Fakta lain juga menyuguhkan bahwa, terdapat 2.697 warga yang sedang dirawat akibat demam berdarah. Sementara itu jumlah penderita DBD yang tertinggi berada di Kabupaten Sikka, yakni sebanyak 1.145 jiwa, dengan korban meninggal sebanyak 13 orang.
Untuk melihat rincian penderita DBD yang meninggal dunia hingga yang masih menjalani perawatan di masing-masing Kabupaten di NTT, sila klik dan/ baca pada tautan berita Kompas.com berikut: Demam Berdarah di NTT Sebabkan 32 Orang Tewas dan Ribuan Dirawat.
Atau Anda juga bisa simak dalam video Kompas TV berikut ini:
DBD Susah Diberantas
Seperti yang saya utarakan diawal bahwa penyakit Demam Berdarah memang sudah menjadi penyakit menahun di NTT. Bila membedah data, pada 2019 kemarin tercatat 1.169 kasus DBD yang diantaranya 14 orang meninggal dunia.
Tren kasus DBD ini kian menanjak memasuki awal tahun hingga periode Maret 2020. Dengan 2.697 kasus dan 32 orang di antaranya meninggal dunia. Ada kecenderungan akan ada lagi korban meninggal dunia akibat DBD hingga akhir tahun mendatang.
Lalu apa saja langkah kongkrit pemerintah provinsi hingga pemerintah daerah selama ini?
Selama ini memang sudah ada langkah kongkrit, namun tidak merata sampai ke pelosok. Begitu pun untuk pembagian pupuk abate dan fogging untuk pembasmian nyamuk. Namun fakta yang ada justru kasus dilapangan terus menjamur dan menggurita.

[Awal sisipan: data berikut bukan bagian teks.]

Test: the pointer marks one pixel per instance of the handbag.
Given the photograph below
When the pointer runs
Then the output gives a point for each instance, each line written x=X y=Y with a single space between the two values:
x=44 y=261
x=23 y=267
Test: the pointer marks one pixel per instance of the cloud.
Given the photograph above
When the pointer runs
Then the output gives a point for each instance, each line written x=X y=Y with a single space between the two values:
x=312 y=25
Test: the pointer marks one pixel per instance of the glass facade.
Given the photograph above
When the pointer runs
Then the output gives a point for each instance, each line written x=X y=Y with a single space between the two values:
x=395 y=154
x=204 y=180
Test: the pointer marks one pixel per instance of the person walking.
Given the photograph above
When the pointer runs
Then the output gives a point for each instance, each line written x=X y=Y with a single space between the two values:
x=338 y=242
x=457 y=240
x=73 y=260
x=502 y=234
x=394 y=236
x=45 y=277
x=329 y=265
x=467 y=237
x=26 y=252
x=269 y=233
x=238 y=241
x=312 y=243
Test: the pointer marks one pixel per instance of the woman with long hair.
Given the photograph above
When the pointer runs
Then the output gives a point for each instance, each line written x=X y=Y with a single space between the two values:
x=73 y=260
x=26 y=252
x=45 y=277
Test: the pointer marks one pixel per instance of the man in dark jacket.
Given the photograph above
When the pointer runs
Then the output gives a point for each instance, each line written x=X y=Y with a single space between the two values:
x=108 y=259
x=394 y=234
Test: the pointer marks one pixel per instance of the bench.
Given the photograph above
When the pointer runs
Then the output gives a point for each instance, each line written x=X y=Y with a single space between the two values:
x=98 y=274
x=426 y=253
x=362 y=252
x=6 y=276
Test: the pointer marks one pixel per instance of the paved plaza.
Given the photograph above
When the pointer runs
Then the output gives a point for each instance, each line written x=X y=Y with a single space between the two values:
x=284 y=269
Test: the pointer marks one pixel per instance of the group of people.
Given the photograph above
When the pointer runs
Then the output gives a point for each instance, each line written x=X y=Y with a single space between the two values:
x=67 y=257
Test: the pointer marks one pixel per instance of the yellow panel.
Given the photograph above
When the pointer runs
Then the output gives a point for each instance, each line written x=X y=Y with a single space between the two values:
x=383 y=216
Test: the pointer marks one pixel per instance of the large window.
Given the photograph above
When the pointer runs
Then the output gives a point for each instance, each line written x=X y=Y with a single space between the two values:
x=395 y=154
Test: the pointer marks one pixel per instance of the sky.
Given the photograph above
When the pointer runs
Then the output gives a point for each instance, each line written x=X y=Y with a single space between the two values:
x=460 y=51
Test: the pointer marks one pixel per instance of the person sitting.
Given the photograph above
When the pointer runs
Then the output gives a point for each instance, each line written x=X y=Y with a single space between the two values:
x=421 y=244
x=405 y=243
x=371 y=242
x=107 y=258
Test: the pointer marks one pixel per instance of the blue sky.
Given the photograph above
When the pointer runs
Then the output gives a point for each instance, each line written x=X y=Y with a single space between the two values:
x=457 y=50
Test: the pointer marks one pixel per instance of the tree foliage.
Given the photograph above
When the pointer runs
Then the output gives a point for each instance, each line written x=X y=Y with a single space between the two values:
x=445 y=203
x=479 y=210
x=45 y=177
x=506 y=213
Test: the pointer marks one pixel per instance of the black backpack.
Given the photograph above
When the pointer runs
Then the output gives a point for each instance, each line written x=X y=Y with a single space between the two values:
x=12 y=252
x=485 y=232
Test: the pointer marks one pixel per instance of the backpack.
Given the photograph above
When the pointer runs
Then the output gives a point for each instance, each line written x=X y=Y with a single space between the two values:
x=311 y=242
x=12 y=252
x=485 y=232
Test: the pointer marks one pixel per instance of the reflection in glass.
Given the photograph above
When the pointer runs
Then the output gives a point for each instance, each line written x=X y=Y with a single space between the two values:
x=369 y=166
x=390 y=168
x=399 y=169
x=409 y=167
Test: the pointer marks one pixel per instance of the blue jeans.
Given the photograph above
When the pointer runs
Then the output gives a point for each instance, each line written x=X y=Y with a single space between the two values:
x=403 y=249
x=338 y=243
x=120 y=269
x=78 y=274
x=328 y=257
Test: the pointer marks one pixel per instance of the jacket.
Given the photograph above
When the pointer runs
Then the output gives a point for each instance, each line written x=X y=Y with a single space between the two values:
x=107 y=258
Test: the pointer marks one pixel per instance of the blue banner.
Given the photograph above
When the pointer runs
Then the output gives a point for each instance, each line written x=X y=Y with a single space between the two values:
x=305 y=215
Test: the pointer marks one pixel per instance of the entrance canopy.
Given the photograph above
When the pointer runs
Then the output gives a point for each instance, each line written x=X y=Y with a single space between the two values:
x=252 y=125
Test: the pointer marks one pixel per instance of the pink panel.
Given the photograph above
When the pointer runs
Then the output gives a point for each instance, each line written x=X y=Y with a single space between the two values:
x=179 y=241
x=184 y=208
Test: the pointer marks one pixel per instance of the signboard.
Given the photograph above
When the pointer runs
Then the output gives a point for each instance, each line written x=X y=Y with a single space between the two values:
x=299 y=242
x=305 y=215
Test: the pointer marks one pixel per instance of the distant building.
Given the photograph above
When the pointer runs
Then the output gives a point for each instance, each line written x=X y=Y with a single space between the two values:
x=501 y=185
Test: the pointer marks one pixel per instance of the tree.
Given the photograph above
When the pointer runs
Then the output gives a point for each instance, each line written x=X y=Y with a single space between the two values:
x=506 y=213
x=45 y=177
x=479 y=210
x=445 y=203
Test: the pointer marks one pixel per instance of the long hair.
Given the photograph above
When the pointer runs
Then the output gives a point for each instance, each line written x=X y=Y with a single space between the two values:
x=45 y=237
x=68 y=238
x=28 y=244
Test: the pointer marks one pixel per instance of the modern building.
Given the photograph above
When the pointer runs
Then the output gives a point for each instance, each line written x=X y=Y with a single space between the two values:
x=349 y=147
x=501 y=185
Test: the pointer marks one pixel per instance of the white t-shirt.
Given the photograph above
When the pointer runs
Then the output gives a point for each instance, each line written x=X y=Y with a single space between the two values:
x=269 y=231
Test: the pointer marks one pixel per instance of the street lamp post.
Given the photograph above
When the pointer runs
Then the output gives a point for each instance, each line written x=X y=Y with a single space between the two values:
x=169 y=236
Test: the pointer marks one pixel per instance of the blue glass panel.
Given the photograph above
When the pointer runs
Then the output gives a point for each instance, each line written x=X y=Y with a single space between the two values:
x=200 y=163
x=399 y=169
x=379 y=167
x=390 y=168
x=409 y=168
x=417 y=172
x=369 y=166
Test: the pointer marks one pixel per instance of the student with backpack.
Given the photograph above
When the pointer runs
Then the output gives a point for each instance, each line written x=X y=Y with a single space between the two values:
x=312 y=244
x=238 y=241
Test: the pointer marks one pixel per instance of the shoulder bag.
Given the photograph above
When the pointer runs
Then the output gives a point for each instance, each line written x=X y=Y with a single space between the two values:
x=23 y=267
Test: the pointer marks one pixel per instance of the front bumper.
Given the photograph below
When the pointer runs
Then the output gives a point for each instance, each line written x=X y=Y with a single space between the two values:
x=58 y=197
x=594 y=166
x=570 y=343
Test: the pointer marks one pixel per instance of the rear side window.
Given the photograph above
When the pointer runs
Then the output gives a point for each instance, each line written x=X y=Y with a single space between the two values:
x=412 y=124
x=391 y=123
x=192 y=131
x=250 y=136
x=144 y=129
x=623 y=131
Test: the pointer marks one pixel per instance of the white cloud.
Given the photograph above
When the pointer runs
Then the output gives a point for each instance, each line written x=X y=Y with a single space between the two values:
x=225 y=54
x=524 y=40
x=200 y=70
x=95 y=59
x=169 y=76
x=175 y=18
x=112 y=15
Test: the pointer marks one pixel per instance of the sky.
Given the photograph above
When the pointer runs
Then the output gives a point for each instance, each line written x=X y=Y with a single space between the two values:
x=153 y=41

Sehingga saya berkesimpulan bahwa, langkah ini kurang tepat dalam membasmi nyamuk Aedes Aegypti dan atau mencegah penyakit DBD.
Berkesadaran dari hal ini sudah sepatutnya pemerintah mencari cara lain dalam penuntasan penyakit ini. Menanjaknya kasus DBD didaerah yang saat ini menjadi bukti kuat bahwa harus ada langkah lain sehingga tidak menambah deretan korban.
Dan yang pasti masyarakat juga harus ikut berpartisipasi dengan menjaga kesehatan dan kebersihan lingkungan tempat tinggal. Mari saling berbenah agar penyakit ini tak lagi menjadi momok yang menakutkan dan mencekik leher di NTT.